Geçen akşamdan bir fotoğraf..

Film izleyelim dedik ama seçemedik. Sosyal paylaşım sitelerinde olmayan Lale sor bakalım twitter'ına dedi. sordum ben de :) gelen cevaplara yorumlara o kadar çok şaşırdı ki :)

Yorumlardan sonra film seçeneğimiz 2'ye düştü. Ya ağlamayı seçecektik "Bir Tutam Cennet" ya da gülecektik "Bad Teacher"

ikimiz de ağlamayı seçtik, hiç sağlıklı değil di mi :) Bir Tutam Cennet'i izledik. Güzel bir filmdi bence..

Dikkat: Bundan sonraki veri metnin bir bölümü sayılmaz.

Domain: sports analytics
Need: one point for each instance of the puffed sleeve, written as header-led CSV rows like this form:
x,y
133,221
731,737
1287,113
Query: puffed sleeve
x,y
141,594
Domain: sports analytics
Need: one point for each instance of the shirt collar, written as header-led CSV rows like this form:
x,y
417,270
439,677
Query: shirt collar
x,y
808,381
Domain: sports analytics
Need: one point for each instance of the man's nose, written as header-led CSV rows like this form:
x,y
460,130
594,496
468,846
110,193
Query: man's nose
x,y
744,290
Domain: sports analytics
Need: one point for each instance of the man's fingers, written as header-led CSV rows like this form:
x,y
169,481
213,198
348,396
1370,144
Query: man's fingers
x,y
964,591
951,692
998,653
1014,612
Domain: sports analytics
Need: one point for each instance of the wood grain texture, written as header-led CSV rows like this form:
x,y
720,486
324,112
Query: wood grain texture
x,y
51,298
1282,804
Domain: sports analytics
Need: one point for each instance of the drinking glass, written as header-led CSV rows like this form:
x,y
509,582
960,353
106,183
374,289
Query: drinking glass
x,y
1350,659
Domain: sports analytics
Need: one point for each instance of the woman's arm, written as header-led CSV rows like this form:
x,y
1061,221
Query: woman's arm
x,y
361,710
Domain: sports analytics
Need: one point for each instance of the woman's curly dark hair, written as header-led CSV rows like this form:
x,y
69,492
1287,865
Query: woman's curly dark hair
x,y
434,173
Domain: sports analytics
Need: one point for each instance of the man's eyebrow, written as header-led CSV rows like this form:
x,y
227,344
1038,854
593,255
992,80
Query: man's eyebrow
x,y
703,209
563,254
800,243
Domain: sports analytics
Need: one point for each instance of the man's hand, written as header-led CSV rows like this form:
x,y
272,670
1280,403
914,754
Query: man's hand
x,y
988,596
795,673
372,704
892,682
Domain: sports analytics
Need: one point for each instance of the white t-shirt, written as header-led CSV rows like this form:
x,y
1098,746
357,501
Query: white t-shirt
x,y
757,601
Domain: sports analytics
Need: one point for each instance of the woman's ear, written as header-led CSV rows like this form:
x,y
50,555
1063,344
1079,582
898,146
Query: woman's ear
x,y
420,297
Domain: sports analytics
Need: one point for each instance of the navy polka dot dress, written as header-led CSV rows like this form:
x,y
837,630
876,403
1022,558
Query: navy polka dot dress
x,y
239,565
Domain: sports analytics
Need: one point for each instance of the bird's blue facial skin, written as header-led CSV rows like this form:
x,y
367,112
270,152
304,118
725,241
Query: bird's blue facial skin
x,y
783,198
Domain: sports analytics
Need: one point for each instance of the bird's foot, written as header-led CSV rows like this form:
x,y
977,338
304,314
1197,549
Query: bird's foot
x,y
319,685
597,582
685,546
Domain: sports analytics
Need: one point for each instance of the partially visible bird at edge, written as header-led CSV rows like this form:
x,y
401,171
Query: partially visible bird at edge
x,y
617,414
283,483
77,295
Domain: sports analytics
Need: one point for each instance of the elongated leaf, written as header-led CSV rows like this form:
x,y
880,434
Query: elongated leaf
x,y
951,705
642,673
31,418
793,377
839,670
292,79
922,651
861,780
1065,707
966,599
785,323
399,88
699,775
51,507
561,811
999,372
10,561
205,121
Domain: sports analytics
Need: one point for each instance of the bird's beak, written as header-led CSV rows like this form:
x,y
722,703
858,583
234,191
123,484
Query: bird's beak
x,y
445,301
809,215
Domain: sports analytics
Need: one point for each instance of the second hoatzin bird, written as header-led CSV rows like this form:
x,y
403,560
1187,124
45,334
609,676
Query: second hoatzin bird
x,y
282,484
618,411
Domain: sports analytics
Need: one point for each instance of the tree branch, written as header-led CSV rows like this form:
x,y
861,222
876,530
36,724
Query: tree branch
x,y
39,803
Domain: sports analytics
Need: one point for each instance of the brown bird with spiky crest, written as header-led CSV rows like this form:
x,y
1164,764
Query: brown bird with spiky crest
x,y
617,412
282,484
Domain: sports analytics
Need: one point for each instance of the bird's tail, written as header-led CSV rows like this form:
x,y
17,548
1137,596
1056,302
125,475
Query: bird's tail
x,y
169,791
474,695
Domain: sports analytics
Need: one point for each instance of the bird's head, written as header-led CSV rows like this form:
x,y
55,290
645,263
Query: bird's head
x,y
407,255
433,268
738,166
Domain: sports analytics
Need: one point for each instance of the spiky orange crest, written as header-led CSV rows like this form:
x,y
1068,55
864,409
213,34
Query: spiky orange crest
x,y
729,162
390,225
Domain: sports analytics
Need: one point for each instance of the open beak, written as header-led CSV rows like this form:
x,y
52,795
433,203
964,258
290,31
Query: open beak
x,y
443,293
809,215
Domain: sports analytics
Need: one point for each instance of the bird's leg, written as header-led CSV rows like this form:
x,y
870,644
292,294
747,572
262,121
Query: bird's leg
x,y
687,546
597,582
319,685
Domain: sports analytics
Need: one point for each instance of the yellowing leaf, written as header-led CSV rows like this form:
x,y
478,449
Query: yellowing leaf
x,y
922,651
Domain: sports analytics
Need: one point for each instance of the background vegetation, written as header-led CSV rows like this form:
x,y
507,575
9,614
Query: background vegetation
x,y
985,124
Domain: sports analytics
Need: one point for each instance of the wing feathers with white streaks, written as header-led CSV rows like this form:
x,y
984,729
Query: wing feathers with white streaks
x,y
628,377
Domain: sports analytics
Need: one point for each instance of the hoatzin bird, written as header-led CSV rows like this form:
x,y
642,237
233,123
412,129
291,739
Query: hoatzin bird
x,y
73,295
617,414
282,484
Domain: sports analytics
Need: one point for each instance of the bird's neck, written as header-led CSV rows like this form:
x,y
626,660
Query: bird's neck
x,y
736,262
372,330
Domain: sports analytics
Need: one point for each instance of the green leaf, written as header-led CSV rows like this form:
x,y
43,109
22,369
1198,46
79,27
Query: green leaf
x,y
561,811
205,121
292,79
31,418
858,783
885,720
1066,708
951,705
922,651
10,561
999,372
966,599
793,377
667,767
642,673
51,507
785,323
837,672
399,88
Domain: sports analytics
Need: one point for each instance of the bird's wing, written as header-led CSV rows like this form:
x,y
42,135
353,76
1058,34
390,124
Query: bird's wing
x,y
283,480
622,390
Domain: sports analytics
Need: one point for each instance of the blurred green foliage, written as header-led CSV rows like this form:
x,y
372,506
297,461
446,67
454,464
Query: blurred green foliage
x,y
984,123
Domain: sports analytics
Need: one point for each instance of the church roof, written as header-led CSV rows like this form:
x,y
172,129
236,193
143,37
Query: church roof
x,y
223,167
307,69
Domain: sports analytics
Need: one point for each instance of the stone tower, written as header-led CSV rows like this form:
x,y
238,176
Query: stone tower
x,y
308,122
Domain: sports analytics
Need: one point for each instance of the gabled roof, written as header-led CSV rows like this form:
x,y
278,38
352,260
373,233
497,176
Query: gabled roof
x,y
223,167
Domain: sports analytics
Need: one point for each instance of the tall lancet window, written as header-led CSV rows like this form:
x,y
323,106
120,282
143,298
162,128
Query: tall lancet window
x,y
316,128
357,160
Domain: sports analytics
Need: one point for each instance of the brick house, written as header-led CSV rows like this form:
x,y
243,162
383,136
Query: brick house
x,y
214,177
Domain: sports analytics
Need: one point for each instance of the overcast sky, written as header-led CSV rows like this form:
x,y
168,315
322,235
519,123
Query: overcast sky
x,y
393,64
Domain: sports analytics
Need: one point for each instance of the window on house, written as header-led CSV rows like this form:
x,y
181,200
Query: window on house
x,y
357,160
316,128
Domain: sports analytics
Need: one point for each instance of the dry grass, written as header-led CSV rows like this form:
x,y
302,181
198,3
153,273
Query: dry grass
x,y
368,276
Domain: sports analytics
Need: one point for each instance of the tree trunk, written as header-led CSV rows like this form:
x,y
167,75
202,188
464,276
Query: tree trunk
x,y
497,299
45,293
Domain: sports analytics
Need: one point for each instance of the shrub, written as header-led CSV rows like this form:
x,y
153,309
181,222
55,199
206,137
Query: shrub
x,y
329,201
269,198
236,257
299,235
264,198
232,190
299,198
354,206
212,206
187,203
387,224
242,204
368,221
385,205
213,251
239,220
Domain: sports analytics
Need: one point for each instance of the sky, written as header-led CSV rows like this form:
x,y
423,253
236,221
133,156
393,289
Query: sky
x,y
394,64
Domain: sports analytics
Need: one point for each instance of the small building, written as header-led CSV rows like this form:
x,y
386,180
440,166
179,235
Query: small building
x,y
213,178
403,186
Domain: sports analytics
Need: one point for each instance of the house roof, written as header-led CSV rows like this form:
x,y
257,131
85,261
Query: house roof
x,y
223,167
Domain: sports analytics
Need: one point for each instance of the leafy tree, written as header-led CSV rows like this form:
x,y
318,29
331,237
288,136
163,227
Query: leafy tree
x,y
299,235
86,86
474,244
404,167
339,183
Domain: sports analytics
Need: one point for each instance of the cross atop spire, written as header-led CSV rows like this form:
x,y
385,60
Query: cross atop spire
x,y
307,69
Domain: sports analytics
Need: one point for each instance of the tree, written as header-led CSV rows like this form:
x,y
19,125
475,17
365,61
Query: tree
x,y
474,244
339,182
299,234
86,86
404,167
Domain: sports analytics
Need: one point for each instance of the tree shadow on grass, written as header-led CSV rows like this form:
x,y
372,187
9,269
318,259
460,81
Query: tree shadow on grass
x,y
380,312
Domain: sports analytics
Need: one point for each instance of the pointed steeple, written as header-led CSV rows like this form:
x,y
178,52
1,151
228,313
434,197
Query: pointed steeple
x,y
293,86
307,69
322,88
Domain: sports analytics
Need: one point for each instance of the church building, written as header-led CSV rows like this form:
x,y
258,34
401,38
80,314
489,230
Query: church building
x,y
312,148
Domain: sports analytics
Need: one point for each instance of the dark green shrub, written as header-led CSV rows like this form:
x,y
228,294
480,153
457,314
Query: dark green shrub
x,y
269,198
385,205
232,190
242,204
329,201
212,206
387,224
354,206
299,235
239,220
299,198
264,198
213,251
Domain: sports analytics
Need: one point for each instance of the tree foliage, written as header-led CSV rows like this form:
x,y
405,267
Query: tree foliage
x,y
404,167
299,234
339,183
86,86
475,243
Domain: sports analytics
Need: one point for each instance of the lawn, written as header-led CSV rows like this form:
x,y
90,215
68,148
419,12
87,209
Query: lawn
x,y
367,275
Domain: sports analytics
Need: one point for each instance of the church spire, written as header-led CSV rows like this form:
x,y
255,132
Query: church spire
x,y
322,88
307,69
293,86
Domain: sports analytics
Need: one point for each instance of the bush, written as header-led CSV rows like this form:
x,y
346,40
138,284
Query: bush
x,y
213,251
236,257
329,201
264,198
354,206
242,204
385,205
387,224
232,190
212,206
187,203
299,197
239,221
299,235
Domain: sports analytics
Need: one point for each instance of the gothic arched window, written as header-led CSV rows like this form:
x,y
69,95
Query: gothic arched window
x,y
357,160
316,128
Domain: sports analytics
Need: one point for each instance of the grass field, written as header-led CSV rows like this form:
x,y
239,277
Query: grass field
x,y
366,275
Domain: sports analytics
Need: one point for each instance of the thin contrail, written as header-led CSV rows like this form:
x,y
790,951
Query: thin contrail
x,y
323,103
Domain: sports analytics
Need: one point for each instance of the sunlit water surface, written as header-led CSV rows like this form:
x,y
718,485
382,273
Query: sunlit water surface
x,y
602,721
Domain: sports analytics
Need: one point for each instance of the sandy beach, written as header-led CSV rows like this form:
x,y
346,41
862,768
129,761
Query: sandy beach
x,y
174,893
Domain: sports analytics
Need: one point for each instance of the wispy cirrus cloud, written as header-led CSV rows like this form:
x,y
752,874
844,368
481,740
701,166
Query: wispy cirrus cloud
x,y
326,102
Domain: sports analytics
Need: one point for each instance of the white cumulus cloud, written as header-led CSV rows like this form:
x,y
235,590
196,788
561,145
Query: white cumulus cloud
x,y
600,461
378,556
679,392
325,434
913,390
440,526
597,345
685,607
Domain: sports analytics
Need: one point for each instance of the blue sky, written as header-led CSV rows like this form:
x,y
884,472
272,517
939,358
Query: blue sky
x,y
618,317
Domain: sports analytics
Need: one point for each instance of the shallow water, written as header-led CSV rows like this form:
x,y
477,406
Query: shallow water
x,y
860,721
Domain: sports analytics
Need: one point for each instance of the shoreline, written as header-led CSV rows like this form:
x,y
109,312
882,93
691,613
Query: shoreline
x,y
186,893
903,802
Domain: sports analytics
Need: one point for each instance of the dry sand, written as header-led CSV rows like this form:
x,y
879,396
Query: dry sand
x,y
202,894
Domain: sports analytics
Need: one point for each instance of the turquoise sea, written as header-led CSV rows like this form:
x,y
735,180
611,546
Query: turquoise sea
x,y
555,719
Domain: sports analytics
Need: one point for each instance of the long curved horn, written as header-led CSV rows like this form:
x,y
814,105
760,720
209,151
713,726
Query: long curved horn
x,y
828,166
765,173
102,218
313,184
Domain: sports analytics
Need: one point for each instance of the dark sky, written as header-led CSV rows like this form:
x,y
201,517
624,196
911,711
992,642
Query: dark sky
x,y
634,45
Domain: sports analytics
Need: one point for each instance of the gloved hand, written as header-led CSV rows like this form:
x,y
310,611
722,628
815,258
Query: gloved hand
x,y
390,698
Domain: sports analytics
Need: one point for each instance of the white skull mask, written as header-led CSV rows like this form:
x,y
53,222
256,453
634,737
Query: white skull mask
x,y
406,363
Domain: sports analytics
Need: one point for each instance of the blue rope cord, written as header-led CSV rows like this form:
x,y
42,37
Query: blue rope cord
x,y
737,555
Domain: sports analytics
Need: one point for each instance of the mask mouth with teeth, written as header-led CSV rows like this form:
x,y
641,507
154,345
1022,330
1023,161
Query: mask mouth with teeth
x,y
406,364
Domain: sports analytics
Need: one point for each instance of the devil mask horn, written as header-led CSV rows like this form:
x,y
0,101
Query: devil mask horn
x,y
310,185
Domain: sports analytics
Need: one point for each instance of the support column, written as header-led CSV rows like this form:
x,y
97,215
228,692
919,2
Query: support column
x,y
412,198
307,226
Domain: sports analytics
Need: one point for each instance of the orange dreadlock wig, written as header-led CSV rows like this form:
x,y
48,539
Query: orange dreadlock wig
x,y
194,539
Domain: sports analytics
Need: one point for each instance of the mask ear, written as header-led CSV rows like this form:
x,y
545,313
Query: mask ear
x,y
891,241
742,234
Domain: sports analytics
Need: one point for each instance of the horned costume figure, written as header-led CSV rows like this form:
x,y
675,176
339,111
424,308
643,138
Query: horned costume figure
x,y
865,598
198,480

O kadar çok ara veriyorum ki sinemaya, tiyatroya.. Artık en son hangi filmi izledin sorusuna verecek bir cevabım var..



Ortaya karışık olacak gene..

yazmıyorum yazmıyorum sonra birikince böyle oluyor...

Van'daki doğal afete ne kadar üzüldüğümü yazmayacağım. Elimden ne geliyorsa yaptım.. Oradaki çocukları düşününce çok üzülüyorum. Tekstil cenneti Türkiye'nin koca koca tekstil firmaları delirtti beni. Evet yaptılar yardım ama illaki dürtüklememiz mi gerekiyordu. Twitter'da kendi çapımda bir çaba gösterdim. Gönlüm isterdi ki moda blogları bu konuda birşey yapsın. Yardım etmezseniz sizinle çalışmayacağız, bülteninizi yayınlamayacağız desinler.. Demediler, ilişkilerini bu konu üzerinden yürütmek istemediler herhalde.. Olsun canları sağolsun, aralarında bireysel çabalayanlar oldu, onlar da yetti zaten...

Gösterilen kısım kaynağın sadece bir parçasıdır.